Does years of education predict wage? The simplest regression structure: one continuous outcome regressed on one continuous predictor, nothing held constant. As an MCPower formula this is wage ~ years_education: one predictor, no covariates, no interactions.

Variations

  • Dial the expected association up or down by changing the effect: years_education=0.10 for a small relationship, years_education=0.40 for a large one (the medium benchmark is 0.25).
  • Searching for the sample size that reaches 80% power instead of scoring a fixed N? Swap find_power(sample_size=150, ...) for find_sample_size(target_test="years_education", from_size=30, to_size=300, by=10).
  • Same design, other fields:
    • Clinical: pain_score ~ dose_level — linear trend of pain score across an escalating drug dose; same single-predictor OLS structure.
    • Ecology: plant_biomass ~ rainfall — does annual rainfall predict plant biomass across sites? Same formula shape, continuous environmental predictor.

Not this setup?

If you'd rather have…

Copy-paste setup

from mcpower import MCPower

# Simple linear regression: one continuous outcome, one continuous predictor.
model = MCPower("wage = years_education")

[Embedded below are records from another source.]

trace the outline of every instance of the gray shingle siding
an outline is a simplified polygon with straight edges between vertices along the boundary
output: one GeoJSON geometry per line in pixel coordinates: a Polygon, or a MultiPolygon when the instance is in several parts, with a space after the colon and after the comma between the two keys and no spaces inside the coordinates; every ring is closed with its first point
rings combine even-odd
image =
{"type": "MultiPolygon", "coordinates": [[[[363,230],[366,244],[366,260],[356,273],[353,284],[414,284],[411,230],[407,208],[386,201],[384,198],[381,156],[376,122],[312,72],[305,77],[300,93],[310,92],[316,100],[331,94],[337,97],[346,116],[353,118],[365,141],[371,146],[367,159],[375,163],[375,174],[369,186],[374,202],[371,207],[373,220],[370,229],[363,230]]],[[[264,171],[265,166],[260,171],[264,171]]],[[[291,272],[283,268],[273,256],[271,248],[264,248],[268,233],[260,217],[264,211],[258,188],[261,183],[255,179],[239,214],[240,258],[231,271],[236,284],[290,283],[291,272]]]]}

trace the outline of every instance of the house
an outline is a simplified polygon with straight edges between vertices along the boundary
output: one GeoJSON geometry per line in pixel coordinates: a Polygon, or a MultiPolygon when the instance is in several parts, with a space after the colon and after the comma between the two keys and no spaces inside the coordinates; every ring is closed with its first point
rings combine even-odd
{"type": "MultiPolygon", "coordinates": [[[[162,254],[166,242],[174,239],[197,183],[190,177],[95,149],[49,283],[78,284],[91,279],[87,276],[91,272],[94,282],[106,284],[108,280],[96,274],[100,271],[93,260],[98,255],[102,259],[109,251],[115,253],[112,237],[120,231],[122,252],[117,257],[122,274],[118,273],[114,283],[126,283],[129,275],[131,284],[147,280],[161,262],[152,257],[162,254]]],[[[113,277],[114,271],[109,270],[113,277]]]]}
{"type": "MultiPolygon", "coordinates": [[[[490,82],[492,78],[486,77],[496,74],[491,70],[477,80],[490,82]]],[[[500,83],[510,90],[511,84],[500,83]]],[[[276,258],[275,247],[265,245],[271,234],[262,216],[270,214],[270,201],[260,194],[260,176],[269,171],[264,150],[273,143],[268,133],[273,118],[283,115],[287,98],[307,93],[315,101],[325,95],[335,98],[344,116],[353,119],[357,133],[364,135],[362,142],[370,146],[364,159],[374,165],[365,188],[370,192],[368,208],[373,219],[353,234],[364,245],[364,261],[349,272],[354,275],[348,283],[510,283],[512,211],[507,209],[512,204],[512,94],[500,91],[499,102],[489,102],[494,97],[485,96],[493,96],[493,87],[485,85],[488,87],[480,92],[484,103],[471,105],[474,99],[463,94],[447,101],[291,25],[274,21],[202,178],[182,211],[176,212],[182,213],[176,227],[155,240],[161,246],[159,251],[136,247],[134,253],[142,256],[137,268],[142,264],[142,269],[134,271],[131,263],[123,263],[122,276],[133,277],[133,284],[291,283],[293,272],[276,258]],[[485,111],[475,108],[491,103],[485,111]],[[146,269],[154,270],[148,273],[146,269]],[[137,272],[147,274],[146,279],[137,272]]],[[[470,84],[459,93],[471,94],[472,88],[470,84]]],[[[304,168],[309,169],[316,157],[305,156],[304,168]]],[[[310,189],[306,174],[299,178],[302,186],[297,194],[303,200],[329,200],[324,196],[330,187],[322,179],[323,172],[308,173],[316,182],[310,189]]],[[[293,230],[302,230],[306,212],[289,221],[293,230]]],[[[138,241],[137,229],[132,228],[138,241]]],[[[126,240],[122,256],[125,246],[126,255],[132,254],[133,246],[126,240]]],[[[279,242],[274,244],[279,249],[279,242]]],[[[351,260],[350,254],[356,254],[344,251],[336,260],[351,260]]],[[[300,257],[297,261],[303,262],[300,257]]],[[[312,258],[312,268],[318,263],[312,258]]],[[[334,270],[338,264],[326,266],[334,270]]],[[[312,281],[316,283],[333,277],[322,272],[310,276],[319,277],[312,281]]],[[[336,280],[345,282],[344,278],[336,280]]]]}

# Expected effect on the standardised benchmark scale:
#   years_education=0.25 -> a medium association between years_education and wage.
model.set_effects("years_education=0.25")

# Power at N=150 with the OLS defaults (1600 sims, alpha=0.05, seed=2137).
model.find_power(sample_size=150, target_test="years_education")
suppressMessages(library(mcpower))

# Simple linear regression: one continuous outcome, one continuous predictor.
model <- MCPower$new("wage ~ years_education")

# Expected effect on the standardised benchmark scale:
#   years_education=0.25 -> a medium association between years_education and wage.
model$set_effects("years_education=0.25")

# Power at N=150 with the OLS defaults (1600 sims, alpha=0.05, seed=2137).
invisible(model$find_power(sample_size = 150, target_test = "years_education"))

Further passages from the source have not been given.